Unlock the Editor’s Digest for free
Roula Khalaf, Editor of the FT, selects her favourite stories in this weekly newsletter.
Investors have warned that loosening the UK’s borrowing limits to fund more spending on defence would risk a bond market backlash and a self-defeating rise in borrowing costs, as the government struggles to fill a looming black hole in its armed forces budget.
Officials are examining ways to fund billions of pounds more spending as part of a repeatedly delayed defence investment plan. Sir Keir Starmer, the prime minister, has said the UK needs to “go faster” on raising defence spending to meet its security challenges.
Among the options officials have discussed is a proposal to allow additional borrowing for defence outside the UK’s self-imposed borrowing limits. Chancellor Rachel Reeves has, however, repeatedly insisted she will stick to her “ironclad” rules.
The gilt market would be likely to balk at any such loosening, investors have warned.
The idea “sounds like a ruse to borrow more”, said John Stopford, head of multi-asset income at asset manager Ninety One. “I’m not sure the bond market would like it.”
Fredrik Repton, senior portfolio manager at US fund manager Neuberger Berman, said the market would be “sceptical [about] a carve-out”.
“Even if a carve-out is structured to be time-limited, observers may equate it to fiscal slippage, as it will be painful to reverse the measure later on,” he added.
The UK’s 10-year borrowing costs, at just less than 4.4 per cent, are the highest in the G7. This is in part due to anxiety over the demand for near-record levels of sovereign debt issuance, which is set to exceed £300bn in the fiscal year to the end of March.
Reeves has been striving to keep interest rates under control by pledging to maintain fiscal stability, after doubling the “headroom” — the amount by which tax revenues exceed government spending — in her key fiscal rule last November.
Nevertheless, Whitehall is being forced to explore potential options to overcome a defence funding black hole of up to £28bn over the next decade. Britain and its Nato allies have promised to increase defence spending to 3.5 per cent of GDP by 2035 but the UK’s tight fiscal position means it has yet to lay out a pathway to achieving that goal.

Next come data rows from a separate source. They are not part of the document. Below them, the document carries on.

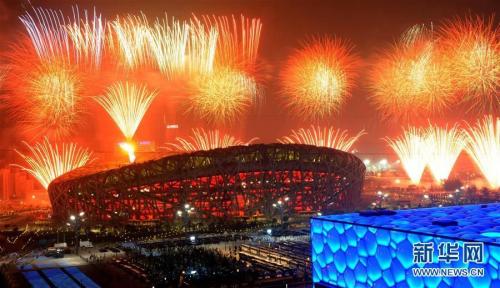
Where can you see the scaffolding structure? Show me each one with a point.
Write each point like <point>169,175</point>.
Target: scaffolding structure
<point>239,181</point>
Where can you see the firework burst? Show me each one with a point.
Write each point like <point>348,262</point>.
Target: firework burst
<point>444,146</point>
<point>238,41</point>
<point>223,95</point>
<point>484,148</point>
<point>168,42</point>
<point>410,78</point>
<point>322,137</point>
<point>45,28</point>
<point>201,48</point>
<point>412,150</point>
<point>126,104</point>
<point>48,161</point>
<point>472,48</point>
<point>318,78</point>
<point>206,140</point>
<point>88,37</point>
<point>130,41</point>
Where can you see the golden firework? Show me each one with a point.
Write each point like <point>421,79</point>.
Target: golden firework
<point>130,41</point>
<point>444,147</point>
<point>484,148</point>
<point>126,104</point>
<point>472,48</point>
<point>168,40</point>
<point>412,150</point>
<point>317,79</point>
<point>48,161</point>
<point>88,38</point>
<point>323,137</point>
<point>54,102</point>
<point>223,95</point>
<point>238,41</point>
<point>411,79</point>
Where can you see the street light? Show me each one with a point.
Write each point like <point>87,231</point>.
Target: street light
<point>77,222</point>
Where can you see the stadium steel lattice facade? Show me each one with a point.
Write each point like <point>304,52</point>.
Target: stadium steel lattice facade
<point>238,181</point>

The trade union Unite is among the voices calling for Reeves to relax the fiscal rules to boost investment, including in the armed forces. Defence firms have also been pushing for higher spending.

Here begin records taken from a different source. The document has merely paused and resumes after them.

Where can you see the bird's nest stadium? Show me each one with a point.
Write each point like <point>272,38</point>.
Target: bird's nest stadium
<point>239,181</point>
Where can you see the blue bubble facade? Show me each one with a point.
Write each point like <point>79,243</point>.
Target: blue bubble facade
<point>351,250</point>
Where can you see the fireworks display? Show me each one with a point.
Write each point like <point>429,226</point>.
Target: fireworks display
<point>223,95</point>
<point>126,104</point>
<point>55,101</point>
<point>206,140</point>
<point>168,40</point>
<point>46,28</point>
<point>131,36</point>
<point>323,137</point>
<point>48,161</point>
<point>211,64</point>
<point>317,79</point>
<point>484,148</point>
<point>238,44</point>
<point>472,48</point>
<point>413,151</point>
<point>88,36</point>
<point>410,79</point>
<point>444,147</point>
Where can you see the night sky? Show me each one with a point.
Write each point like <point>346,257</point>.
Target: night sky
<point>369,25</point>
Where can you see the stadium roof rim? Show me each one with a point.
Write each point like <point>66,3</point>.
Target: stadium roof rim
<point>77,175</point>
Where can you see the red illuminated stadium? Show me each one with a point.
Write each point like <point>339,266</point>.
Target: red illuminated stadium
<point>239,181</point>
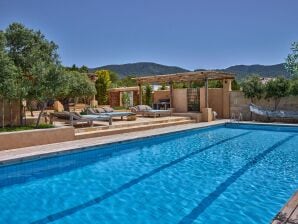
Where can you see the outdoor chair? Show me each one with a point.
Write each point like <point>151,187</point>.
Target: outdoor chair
<point>145,110</point>
<point>74,118</point>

One defence industry source called the UK’s approach to defence spending “flat-footed”, adding: “The chancellor should stop harming her own growth strategy and take inspiration from our European allies by amending her fiscal rules to enable more defence investment immediately so we can create more British jobs, innovation and [intellectual property], whilst also defending our continent.”
Last year, the EU temporarily loosened its fiscal rules to allow countries to spend more on defence in response to growing US pressure on the bloc to invest more in its own security.
A Treasury spokesperson said the fiscal rules were “non-negotiable” and would “get borrowing down and support investment while we back defence with the largest sustained increase in defence spending since the end of the cold war, including an extra £5bn this year alone”.
Reeves has repeatedly stood by her fiscal rules, set after Labour took power in 2024. They require her to balance the current budget, excluding investment, by the end of this parliament and to have public debt falling as a share of GDP by then.
Other options under consideration by officials include funding the extra spending through public-private partnerships that could require less borrowing and be more acceptable to the market. Alternatively, the UK could seek to do a deal with its European allies to create a multilateral lender to fund rearmament.
The discussions come at a time when investors are nervous about the outlook for the UK’s fiscal regime given the leadership turmoil that has surrounded Starmer in recent weeks, with analysts anticipating a shift to the left.
Mark Dowding, chief investment officer for fixed income at RBC BlueBay Asset Management, said in theory there could be a tweak to fiscal rules if the market could be assured that “spending plans are not on an unsustainable trajectory”.
But he added: “Trust in this Labour government is currently very low and fears for a lurch to the left, and more profligate spending to go with it, mean that this is currently a very difficult moment to engineer this.”